Wishing for More Good News from the Supreme Court

In recent years, it's been difficult to find anything heartening about news coming from the Supreme Court. But for as long as I've been involved in gay rights and queer liberation movements, one of the holy grails that seemed almost within reach but just unattainable for now was a national prohibition on discrimination in the workplace.
ENDA -- the Employment Nondiscrimination Act -- floated around Congress for decades. Each time Democrats controlled both the House and Senate, it seemed close to getting a fair hearing and maybe passing. Then "religious exemptions" would be inserted in the bill that created such wide scapegoat loopholes that even LGTBA+ leaders felt compelled to abandon it. And then, as has been the case most of the time in recent decades, Republicans would reclaim one or both houses of Congress and the lid was slammed shut on any talk of protecting queer people from discrimination.
So now the Supreme Court has ruled that Civil Rights legislation passed decades ago does in fact protect us from workplace discrimination. I'm not an attorney but I'd love to read about the legal reasoning that led to this ruling, with the support of two conservative justices. Hats off to the attorneys who brought and prevailed in this case. And if let's hope the two conservatives who sided with the majority, Roberts and Gorsuch, might show more affinity for progressive legal arguments. The conservative Supreme Court has been a thorn in the side of progressive governance for too long.
On unrelated news, a few weeks ago Jericho Brown won the Pulitzer Prize for his latest poetry collection, "The Tradition." He's the seventh African American to win the Pulitzer for poetry (and the first openly gay one). He's amazing, and he's created a new form, the duplex, which is spreading in popularity among contemporary poets.
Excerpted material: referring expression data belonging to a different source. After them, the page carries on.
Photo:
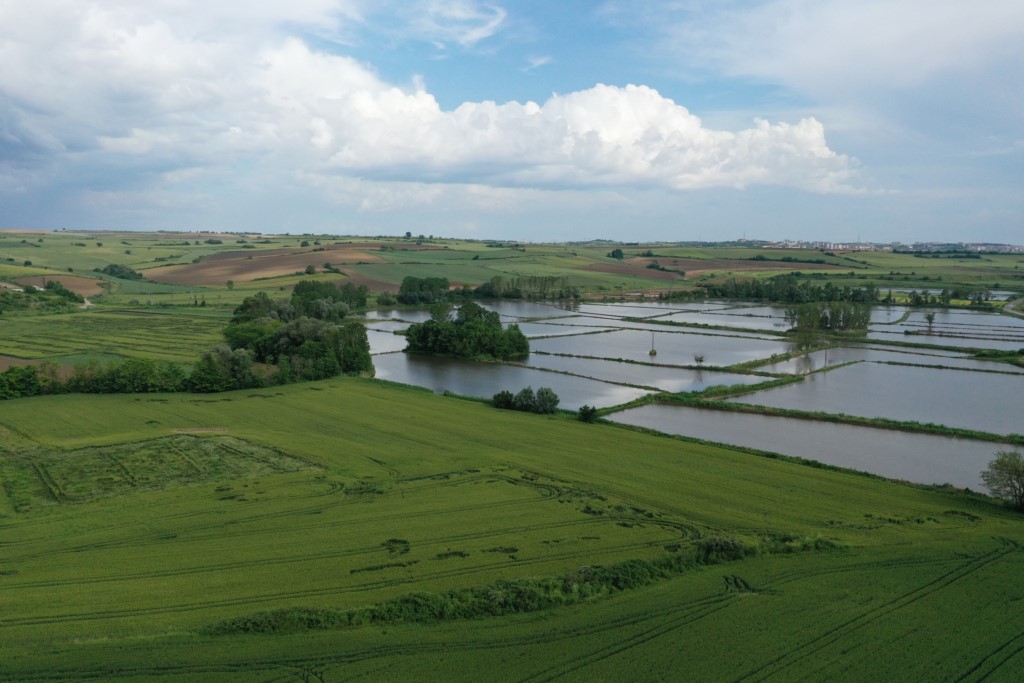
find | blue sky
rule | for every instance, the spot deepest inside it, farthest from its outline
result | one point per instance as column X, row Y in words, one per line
column 878, row 120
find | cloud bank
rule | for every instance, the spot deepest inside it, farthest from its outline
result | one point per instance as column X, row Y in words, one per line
column 116, row 97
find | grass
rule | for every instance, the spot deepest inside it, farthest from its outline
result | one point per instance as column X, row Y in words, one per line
column 169, row 334
column 397, row 492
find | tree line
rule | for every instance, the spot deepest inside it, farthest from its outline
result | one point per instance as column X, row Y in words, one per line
column 790, row 289
column 433, row 290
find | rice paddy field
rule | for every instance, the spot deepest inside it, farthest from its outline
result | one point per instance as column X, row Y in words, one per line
column 347, row 529
column 133, row 524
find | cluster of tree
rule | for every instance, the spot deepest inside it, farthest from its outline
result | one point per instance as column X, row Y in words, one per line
column 807, row 319
column 423, row 290
column 121, row 271
column 304, row 336
column 790, row 259
column 321, row 300
column 527, row 287
column 790, row 289
column 829, row 315
column 1005, row 477
column 129, row 376
column 53, row 297
column 472, row 332
column 544, row 401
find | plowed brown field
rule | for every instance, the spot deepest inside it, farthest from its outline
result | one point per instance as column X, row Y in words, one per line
column 246, row 265
column 693, row 266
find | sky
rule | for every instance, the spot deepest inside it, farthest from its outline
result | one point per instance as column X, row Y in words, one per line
column 530, row 120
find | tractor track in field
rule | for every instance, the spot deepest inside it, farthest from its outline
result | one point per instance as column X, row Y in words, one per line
column 367, row 550
column 303, row 594
column 994, row 660
column 549, row 494
column 829, row 637
column 678, row 621
column 685, row 610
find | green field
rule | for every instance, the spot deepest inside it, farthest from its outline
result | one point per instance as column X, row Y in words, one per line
column 169, row 334
column 131, row 524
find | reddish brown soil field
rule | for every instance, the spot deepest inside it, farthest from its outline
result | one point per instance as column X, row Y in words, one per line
column 634, row 269
column 693, row 266
column 246, row 265
column 372, row 284
column 77, row 284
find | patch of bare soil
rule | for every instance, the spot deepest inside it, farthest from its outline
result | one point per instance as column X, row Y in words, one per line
column 77, row 284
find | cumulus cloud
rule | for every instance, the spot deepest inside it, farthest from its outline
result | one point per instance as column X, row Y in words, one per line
column 84, row 84
column 837, row 50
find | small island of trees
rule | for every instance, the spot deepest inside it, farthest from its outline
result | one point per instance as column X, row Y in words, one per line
column 471, row 332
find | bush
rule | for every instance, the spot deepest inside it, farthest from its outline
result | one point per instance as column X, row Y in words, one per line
column 524, row 400
column 503, row 399
column 546, row 401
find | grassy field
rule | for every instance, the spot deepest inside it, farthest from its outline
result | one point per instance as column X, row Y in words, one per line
column 131, row 524
column 167, row 334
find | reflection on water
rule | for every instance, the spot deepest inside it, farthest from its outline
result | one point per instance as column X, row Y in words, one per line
column 666, row 379
column 674, row 348
column 486, row 379
column 918, row 458
column 986, row 401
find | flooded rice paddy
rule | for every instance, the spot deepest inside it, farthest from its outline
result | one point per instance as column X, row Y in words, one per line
column 599, row 354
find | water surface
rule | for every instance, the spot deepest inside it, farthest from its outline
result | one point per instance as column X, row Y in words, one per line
column 918, row 458
column 984, row 401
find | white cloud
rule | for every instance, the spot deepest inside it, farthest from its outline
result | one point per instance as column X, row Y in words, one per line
column 836, row 45
column 110, row 85
column 463, row 22
column 537, row 62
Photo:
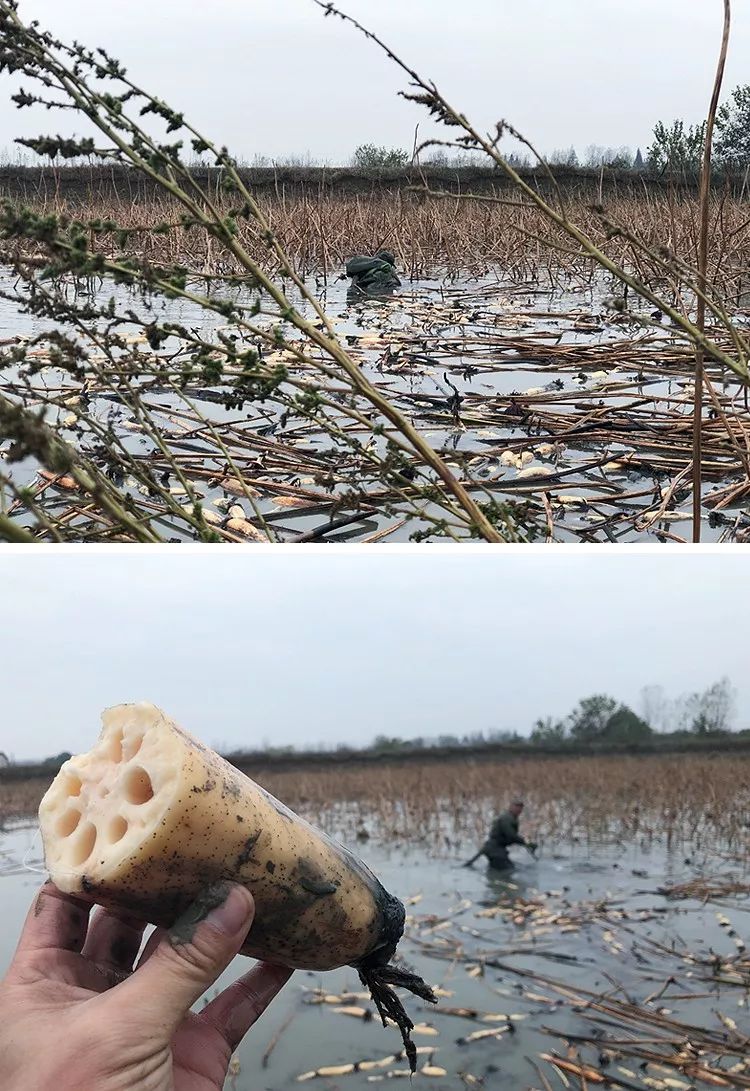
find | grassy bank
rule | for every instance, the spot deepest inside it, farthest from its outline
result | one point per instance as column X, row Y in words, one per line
column 321, row 217
column 702, row 800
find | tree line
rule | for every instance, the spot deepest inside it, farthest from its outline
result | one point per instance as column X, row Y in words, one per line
column 676, row 147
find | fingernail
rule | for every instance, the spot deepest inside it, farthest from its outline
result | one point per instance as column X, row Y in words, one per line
column 218, row 903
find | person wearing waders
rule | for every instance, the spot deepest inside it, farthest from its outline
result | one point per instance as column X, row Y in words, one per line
column 372, row 275
column 503, row 832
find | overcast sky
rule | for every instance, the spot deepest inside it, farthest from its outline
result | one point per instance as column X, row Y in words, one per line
column 340, row 647
column 275, row 78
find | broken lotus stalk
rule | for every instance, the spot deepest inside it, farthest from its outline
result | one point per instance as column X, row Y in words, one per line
column 150, row 817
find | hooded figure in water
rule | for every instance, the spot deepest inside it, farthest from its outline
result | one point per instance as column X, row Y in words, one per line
column 371, row 276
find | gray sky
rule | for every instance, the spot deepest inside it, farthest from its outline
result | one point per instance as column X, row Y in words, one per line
column 301, row 648
column 275, row 78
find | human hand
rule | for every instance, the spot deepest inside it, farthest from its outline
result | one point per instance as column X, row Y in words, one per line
column 74, row 1016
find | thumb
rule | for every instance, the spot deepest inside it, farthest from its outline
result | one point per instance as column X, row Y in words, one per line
column 190, row 957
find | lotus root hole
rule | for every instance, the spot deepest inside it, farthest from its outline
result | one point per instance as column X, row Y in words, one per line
column 84, row 844
column 138, row 786
column 117, row 829
column 68, row 822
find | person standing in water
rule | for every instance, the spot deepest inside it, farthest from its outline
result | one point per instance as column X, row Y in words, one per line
column 372, row 275
column 503, row 834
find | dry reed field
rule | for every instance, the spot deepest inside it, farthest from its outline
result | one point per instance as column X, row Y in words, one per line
column 451, row 236
column 567, row 405
column 579, row 970
column 687, row 803
column 558, row 364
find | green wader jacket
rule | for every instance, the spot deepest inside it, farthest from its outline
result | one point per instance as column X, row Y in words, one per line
column 372, row 274
column 503, row 832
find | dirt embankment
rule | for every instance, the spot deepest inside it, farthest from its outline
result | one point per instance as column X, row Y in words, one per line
column 81, row 183
column 23, row 786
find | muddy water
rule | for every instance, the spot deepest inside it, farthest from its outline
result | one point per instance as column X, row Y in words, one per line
column 595, row 956
column 431, row 318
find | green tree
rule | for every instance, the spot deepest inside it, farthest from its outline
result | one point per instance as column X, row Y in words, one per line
column 625, row 726
column 676, row 147
column 588, row 721
column 733, row 130
column 375, row 157
column 548, row 731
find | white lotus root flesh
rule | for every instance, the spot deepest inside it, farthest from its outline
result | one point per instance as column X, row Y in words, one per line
column 150, row 817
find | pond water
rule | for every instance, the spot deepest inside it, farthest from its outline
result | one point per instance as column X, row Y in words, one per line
column 586, row 919
column 539, row 395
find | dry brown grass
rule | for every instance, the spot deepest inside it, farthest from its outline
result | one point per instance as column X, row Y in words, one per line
column 701, row 803
column 320, row 231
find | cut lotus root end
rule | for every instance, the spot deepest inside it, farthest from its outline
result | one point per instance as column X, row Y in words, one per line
column 104, row 803
column 150, row 817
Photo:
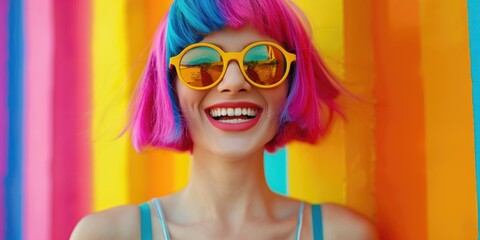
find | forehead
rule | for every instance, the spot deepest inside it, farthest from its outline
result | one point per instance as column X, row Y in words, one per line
column 236, row 39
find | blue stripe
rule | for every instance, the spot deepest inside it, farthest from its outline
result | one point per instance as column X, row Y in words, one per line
column 145, row 222
column 317, row 222
column 474, row 30
column 13, row 180
column 276, row 171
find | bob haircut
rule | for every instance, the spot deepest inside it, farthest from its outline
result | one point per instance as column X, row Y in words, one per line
column 157, row 120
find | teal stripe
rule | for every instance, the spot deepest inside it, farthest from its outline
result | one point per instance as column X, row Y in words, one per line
column 317, row 222
column 474, row 31
column 276, row 171
column 145, row 222
column 13, row 180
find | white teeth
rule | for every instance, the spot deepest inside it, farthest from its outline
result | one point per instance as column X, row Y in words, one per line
column 236, row 120
column 219, row 112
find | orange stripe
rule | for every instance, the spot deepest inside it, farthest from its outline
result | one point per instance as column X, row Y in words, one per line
column 400, row 138
column 151, row 173
column 449, row 121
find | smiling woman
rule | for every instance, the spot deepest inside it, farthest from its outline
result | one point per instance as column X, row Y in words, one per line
column 225, row 85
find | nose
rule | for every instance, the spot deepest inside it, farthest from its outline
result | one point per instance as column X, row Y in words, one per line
column 233, row 81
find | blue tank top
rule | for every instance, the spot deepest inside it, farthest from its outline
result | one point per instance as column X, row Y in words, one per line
column 146, row 224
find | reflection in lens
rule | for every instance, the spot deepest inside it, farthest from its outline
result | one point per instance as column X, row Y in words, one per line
column 264, row 64
column 201, row 66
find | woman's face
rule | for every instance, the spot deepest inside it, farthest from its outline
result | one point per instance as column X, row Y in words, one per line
column 232, row 137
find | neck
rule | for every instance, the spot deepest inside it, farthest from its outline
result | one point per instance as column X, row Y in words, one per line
column 228, row 189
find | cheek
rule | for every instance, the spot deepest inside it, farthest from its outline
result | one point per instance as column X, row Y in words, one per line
column 188, row 100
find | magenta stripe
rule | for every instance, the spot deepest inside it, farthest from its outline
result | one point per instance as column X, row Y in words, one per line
column 38, row 111
column 3, row 108
column 71, row 116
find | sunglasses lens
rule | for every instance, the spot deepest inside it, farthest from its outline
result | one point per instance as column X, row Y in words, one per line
column 264, row 64
column 201, row 66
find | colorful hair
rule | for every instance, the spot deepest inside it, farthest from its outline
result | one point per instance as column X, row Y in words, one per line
column 310, row 106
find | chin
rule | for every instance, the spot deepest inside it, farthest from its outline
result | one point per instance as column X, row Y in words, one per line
column 237, row 148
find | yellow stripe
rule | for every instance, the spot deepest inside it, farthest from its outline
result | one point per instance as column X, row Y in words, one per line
column 110, row 98
column 452, row 206
column 359, row 80
column 317, row 173
column 181, row 170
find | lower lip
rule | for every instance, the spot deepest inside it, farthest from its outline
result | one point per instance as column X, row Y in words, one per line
column 234, row 126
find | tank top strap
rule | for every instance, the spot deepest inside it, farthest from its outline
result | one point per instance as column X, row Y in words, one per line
column 317, row 222
column 145, row 222
column 299, row 220
column 161, row 218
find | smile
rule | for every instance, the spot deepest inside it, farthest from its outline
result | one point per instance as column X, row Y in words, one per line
column 234, row 116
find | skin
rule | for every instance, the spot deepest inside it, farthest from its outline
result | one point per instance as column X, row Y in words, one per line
column 227, row 196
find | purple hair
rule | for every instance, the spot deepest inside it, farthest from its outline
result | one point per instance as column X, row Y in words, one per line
column 157, row 120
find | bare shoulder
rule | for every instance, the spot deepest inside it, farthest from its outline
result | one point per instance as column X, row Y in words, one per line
column 343, row 223
column 115, row 223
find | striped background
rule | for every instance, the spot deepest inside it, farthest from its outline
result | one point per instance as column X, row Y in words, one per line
column 405, row 156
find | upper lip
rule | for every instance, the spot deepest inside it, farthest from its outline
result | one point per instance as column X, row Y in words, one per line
column 234, row 105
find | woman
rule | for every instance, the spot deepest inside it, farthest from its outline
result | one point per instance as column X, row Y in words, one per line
column 226, row 80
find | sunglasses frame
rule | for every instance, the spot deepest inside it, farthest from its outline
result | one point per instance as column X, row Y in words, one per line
column 227, row 57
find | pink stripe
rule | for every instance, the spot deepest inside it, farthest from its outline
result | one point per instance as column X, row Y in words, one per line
column 3, row 107
column 38, row 111
column 71, row 116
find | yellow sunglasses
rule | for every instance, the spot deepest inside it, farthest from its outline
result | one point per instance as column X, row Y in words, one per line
column 201, row 66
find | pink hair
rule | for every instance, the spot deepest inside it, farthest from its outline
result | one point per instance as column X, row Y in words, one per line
column 310, row 106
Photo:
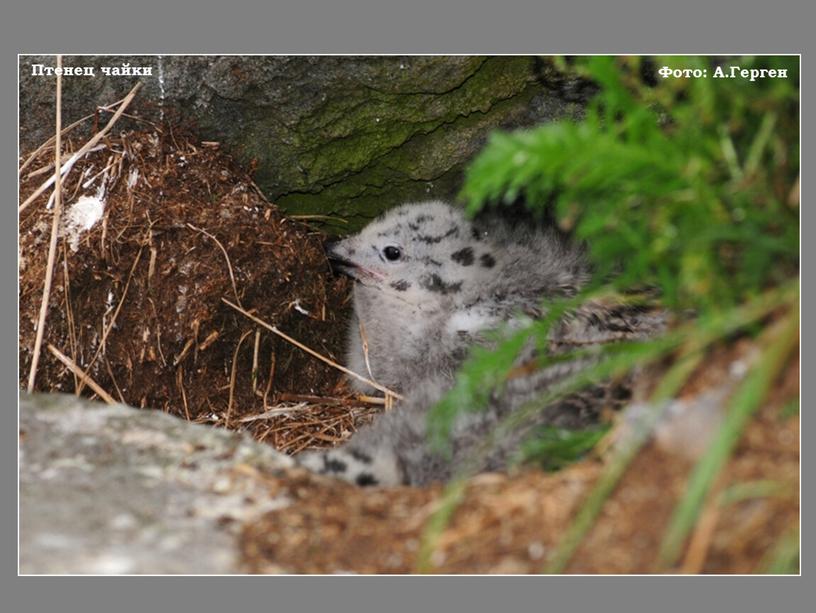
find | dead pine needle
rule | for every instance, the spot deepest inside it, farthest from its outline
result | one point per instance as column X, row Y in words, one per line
column 81, row 374
column 310, row 351
column 52, row 245
column 233, row 374
column 83, row 150
column 226, row 257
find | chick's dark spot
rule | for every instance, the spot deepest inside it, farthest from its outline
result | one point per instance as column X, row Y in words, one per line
column 463, row 256
column 366, row 479
column 435, row 283
column 333, row 465
column 360, row 456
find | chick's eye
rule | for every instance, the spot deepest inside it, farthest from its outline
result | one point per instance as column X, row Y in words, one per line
column 392, row 253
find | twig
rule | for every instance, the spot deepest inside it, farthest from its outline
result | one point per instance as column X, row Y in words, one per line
column 300, row 345
column 109, row 327
column 224, row 251
column 65, row 131
column 52, row 245
column 255, row 361
column 84, row 149
column 69, row 314
column 72, row 366
column 232, row 377
column 180, row 381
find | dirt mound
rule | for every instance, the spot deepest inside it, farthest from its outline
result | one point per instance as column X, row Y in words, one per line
column 157, row 229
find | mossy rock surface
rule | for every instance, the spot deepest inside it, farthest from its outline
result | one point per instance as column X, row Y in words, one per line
column 346, row 137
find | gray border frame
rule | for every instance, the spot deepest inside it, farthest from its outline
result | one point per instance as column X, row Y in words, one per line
column 481, row 27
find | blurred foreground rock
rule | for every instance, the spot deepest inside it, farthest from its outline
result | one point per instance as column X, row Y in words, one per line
column 111, row 490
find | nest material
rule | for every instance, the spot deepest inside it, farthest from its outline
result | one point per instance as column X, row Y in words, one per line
column 137, row 296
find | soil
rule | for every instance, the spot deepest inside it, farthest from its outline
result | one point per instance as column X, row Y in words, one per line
column 138, row 304
column 137, row 298
column 512, row 524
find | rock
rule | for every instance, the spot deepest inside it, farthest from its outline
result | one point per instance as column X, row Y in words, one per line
column 339, row 136
column 112, row 490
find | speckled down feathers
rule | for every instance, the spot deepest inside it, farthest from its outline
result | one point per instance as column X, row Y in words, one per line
column 429, row 284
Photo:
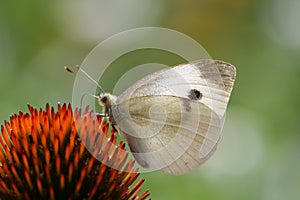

His poem, "After Essex Hemphill," might be inspired by a park in D.C., that was always known as Malcom X Park when I lived nearby in the early '90s. (It's official name was Meridian Hill Park). I find Brown's work brave and seductive, righteous and adventurous. From the aforementioned poem:

"...As we kneel illegal and
Illegal like Malcom X.
This is his park, this part
Of the capital where we
Say please with our mouths
Full of each other, no one
Hungry as me against this
Tree. This tree, if we push
Too hard, will fall. But if
I don't push at all, call me
A sissy...."

And it ends:
                     "The night
is my right. Shouldn't I
East? Shouldn't I repeat,
it was good, like God?"

If the poem is set in D.C., that's the closest tie-in to the Supreme Court decision that I can think of. At any rate, buy "The Tradition", go hear Jericho Brown read, and rejoice that people can no longer be fired for being queer or transgender.

Monday, June 1, 2020

Zoom in on Me (or on Other Poets, Preferably)

Well, Zoom has allowed me to hear a number of writers who I probably would not have seen reading together at a traditional bookstore, academic auditorium or arts venue reading. Five famous poets! All together on one night. And you get a vicarious, voyeuristic glimpse into their living quarters.
Still, I'm longing for the real thing. One or a handful of poets in the same place at the same time, their voices or the voices of people reading their work unamplified and undistorted by electronics and technology. How about a reading sitting around a fire pit in a public garden in New York City's East Village (social distancing style, of course). Ah, those were the days.
Still, I appreciate the online alternative. The Quarantine Reading series organized by Aurielle Marie (and featuring headliners Phillip B. Williams and Justin Phillip Reed on successive nights) was perhaps my favorite Zoom reading room lately. And I'm grateful. Two nights of wonderful poetry by some of today's most vital voices -- who could ask for anything more?
But I'm longing for the olden days, as they say. I was walking through Boom Island Park in Minneapolis a little over a week ago, before the city fell into grief and outrage, and I ran across a man  sitting on a park bench playing the saxophone. I told him what a relief it was to hear live music (he demurred, insisting that what he was doing was practicing, not playing music) but to me it was music. Coming from a real musician with a real instrument within my hearing distance. Those were the days.
So, I'm looking forward to hearing all the poets I've been listening to read again soon -- hopefully as a member of a live audience.